Chamado a entrar no consultório, perco a continuidade do papo. Mas, de qualquer maneira, senti-me tentado a imaginar que existe mesmo, esvoaçante no ar, despejado ou não por falanges misteriosas com intuitos nefandos, algo que anda arrastando não poucos seres humanos em diferentes circunstâncias a agirem de forma a mais estabanada, em reações sem pé nem cabeça (como era de costume dizer-se em tempos de antigamente), na conturbada aventura cotidiana.

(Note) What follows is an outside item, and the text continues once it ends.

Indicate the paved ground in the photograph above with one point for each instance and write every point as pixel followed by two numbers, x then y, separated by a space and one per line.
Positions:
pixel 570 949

Como entender, por exemplo, que profissionais traquejados de uma empresa do porte da Unilever percam totalmente o controle do esquema rotineiro de envasamento de um produto destinado ao consumo popular, a ponto de permitir que a fórmula alimentícia de larga aceitação seja trocada por água sanitária?
O chocante episódio do envase do produto de limpeza no lugar do suco, na fábrica de Pouso Alegre, recoloca a lembrança de outro lance pra lá de estarrecedor, há tempos denunciado: a adição de soda cáustica ao leite, em várias usinas de beneficiamento. Seja dito, a propósito, que esse silêncio de tumba etrusca que parece blindar as duas deploráveis ocorrências, mesmo sabendo-se da intervenção da Anvisa, mostra-se em total desalinho com a transparência que deve reger sempre as ações dos órgãos competentes incumbidos de zelar pelo interesse coletivo onde ele seja alvo de ameaças.
Mudando de pau pra cavaco, sem sair dessa mesma linha geral de reconhecimento de que alguma coisa solta no ar anda afetando o comportamento de alguns viventes. Em São Paulo , na avenida Paulista, dias atrás, numa demonstração suprema de irresponsabilidade no trânsito, um motorista alcoolizado, ziguezagueando na faixa reservada aos ciclistas, atropelou um jovem. Como consequência apavorante do atropelamento, o braço direito do ciclista foi arrancado, ficando preso na porta. O atropelador seguiu resoluto em frente, negando socorro à vítima e, mais adiante, tomou a decisão de “descartar-se” da “incômoda carga” transportada, ou seja, o braço decepado, atirando-a num córrego... Como classificar um ato insólito desses sem recorrer a expressões do tipo horripilante?
E com que palavras, então, descrever a horrenda história, também recente, ocorrida no Paraná, no Hospital Evangélico de Curitiba? Profissionais da saúde, personagens ao que parece saídos de inimaginável fita de horror, imprópria obviamente em qualquer horário de exibição para todas as faixas etárias, resolvem, sem mais essa nem aquela, abreviar o tempo de permanência, neste nosso vale banhado de lágrimas, de centenas de pacientes recolhidos a uma CTI. Dá pra conceber coisa tão apavorante num ambiente onde tudo é institucionalmente, profissionalmente, moralmente concentrado na celebração da vida?
Parece que a senhora de traje recatado da clínica médica tem razão: o coisa ruim desprendeu-se mesmo da coleira do arcanjo!